Unlike actors and Ashton Kutcher, cartoon characters can’t decide what products or ideologies they endorse in their off-time. Snoopy has no say in whether he sells MetLife. The Ninja Turtles most definitely get high — they are pizza-eating sword collectors named after artists — but they have to warn kids off drugs anyway.
And Popeye, the cursing, brawling sailor man, had to learn a whole new vocabulary in the 1970s, to teach kids about their career options in a series of educational comic books.
Culture writer Alan Scherstuhl examines one of these comics, Popeye and Consumer and Homemaking Careers, on his comic book history blog Gone & Forgotten. Even with Popeye’s boosterism, says Scherstuhl, the comic makes the employment landscape look bleak.
It doesn’t help that Popeye talks like a US government-commissioned educational film and not like Popeye. “Interior decorators and designers are creative people,” he tells Olive Oyl while rowing a boat in Central Park. “Their job has to do with ideas as well as people.” These long speeches sound weird coming from Popeye’s abstract half-pipe of a mouth.

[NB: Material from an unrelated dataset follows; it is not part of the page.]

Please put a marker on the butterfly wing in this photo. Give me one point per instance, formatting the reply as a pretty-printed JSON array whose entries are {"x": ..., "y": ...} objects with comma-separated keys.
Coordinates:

Scherstuhl has been carrying the educational Popeye torch for years; he wrote about the comic series in 2010 for LA Weekly, inserting juicy panelswhere an unsettlingly articulate Popeye narrates, “House maids are not required to be high school graduates. Most girls acquire the skills they need in this work while they are growing up in their own homes.”
Scherstuhul compares these with the original comic, where Popeye punches his friends on the jaw and delivers lines like “I’ll sock ‘im til I croaks an I’ll poke ‘im in the eye with me spirik after — an’ I ain’t dead yet neither.”
Thanks to this dissonance, Popeye’s presence only heightens the absurdity of the comic’s claims, undercutting their depiction of a Richard Scarry world where every housekeeper can work their way up the ranks, where service workers are polite and thankful and treated well in turn, where anyone can make it. It’s as realistic as a world where Popeye is a well-spoken career counsellor.